Dem Rechtsstreit ging die organisatorische Zusammenlegung von sieben Rettungswachen im Landkreis Spree/Neiße zu, 01.01.2013 voraus: Bis 31.12.2012 bestanden dafür zwei Verträge zur Erbringung von Rettungsdienstleistungen (Notfallversorgung, Notfalltransporte etc.).

Fünf Rettungswachen betrieb ein Verein, der dafür 57 seiner insgesamt 160 Arbeitnehmer einsetzte. Beim Verein bestand ein eigener Betriebsrat. Zwei weitere Rettungswachen wurden von einer gemeinnützigen Gesellschaft, der Rettungsdienste gGmbH, mit 49 Arbeitnehmern betrieben.
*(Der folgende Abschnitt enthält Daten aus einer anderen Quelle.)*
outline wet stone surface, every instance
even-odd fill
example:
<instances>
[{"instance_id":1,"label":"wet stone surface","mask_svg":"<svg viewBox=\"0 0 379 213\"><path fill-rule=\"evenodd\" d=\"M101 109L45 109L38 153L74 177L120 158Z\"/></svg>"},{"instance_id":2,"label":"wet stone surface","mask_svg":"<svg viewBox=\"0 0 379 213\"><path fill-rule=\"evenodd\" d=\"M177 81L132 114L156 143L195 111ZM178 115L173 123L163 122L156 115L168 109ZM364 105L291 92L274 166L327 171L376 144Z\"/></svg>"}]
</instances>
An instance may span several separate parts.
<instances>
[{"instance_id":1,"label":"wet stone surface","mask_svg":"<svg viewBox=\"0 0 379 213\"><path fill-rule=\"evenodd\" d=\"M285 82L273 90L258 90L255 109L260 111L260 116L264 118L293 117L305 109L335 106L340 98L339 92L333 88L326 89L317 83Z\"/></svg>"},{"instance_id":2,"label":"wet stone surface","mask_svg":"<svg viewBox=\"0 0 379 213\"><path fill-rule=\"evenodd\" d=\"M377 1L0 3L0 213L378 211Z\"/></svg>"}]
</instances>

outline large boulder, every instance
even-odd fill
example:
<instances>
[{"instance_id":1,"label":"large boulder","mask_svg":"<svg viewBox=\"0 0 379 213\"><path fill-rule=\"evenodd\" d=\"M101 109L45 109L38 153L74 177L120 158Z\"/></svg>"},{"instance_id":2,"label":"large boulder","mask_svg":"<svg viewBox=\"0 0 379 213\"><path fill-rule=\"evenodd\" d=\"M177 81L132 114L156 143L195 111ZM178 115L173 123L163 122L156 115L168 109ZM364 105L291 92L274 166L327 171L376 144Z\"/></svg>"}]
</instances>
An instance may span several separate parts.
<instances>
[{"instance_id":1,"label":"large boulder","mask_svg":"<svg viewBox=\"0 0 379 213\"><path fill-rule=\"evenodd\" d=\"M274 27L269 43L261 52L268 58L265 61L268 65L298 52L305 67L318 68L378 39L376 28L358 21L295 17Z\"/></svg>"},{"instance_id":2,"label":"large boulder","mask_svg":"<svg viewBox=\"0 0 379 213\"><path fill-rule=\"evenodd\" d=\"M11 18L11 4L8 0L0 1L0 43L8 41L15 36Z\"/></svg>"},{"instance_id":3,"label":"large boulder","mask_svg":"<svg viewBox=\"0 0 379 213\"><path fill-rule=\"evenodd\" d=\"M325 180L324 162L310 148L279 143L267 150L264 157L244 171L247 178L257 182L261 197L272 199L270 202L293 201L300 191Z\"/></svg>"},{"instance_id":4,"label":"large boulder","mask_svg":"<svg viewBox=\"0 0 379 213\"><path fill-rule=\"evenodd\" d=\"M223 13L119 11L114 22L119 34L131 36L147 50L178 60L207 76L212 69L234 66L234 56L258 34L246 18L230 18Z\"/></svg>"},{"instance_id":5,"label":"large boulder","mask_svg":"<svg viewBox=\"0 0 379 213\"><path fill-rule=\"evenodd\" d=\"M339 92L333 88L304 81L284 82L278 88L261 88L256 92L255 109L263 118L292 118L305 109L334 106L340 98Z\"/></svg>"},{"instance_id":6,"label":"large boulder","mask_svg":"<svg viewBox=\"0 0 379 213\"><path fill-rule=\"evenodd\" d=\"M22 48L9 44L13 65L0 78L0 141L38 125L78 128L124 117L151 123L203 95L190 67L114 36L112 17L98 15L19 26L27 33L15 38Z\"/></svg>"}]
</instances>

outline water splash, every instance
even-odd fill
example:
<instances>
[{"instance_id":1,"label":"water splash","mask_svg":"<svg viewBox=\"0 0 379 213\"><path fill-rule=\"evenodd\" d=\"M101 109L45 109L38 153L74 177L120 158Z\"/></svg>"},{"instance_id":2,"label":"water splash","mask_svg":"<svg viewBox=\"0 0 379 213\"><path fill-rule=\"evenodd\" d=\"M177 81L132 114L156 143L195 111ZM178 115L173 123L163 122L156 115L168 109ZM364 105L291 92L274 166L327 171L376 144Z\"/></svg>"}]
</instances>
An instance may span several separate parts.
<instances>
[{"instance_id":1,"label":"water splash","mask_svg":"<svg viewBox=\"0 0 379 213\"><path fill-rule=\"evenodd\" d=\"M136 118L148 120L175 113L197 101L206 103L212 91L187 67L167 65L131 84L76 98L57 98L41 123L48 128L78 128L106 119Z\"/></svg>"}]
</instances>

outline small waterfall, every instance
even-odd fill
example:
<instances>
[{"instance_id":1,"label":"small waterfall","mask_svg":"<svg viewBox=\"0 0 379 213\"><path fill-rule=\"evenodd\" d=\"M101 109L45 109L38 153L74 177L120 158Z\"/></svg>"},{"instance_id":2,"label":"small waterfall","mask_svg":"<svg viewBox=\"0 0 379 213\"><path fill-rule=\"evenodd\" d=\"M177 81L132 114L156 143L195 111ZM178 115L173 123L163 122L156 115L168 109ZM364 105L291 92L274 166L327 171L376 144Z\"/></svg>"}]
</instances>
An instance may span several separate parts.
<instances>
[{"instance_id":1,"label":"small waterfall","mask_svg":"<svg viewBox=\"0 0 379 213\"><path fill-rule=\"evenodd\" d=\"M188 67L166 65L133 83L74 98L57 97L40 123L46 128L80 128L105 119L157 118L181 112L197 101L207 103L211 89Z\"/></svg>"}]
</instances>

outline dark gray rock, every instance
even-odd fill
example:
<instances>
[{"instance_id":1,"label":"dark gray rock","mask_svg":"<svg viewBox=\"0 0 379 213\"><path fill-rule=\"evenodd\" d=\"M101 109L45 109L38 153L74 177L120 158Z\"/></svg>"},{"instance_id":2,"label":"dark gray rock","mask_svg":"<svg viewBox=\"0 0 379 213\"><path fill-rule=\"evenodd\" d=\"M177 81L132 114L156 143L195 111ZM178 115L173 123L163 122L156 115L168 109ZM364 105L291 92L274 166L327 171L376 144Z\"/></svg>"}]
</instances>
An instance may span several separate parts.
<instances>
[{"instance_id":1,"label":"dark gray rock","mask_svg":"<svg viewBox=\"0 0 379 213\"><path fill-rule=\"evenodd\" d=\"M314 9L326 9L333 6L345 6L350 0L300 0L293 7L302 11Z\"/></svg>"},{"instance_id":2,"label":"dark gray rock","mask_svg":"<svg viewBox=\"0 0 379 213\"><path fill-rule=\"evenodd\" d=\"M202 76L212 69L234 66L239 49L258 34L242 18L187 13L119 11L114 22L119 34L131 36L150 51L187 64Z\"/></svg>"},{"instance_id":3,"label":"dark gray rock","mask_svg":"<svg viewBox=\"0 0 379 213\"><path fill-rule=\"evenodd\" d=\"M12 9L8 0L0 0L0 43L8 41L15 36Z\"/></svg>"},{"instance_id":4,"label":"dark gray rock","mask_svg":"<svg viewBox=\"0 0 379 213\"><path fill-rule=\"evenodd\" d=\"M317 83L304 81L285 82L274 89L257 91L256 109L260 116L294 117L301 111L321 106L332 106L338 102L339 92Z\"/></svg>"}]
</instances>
Auch bei der gGmbH bestand ein dreiköpfiger Betriebsrat.

Mit einem Beschluss des Kreistags wurde der Auftrag für die Rettungsdienstleistungen zum 01.01.2013 einer Unternehmensgruppe für Rettungsdienste erteilt. Diese übernahm Fahrzeuge, Räume und Inventar aller sieben Rettungswachen. Die Gesellschaft hat ihren Sitz in Hamm und erledigt von dort aus zentral die Personalbuchhaltung. Seit dem 01.01.2013 werden die sieben Rettungswachen im Landkreis als Gesamtbetrieb geführt.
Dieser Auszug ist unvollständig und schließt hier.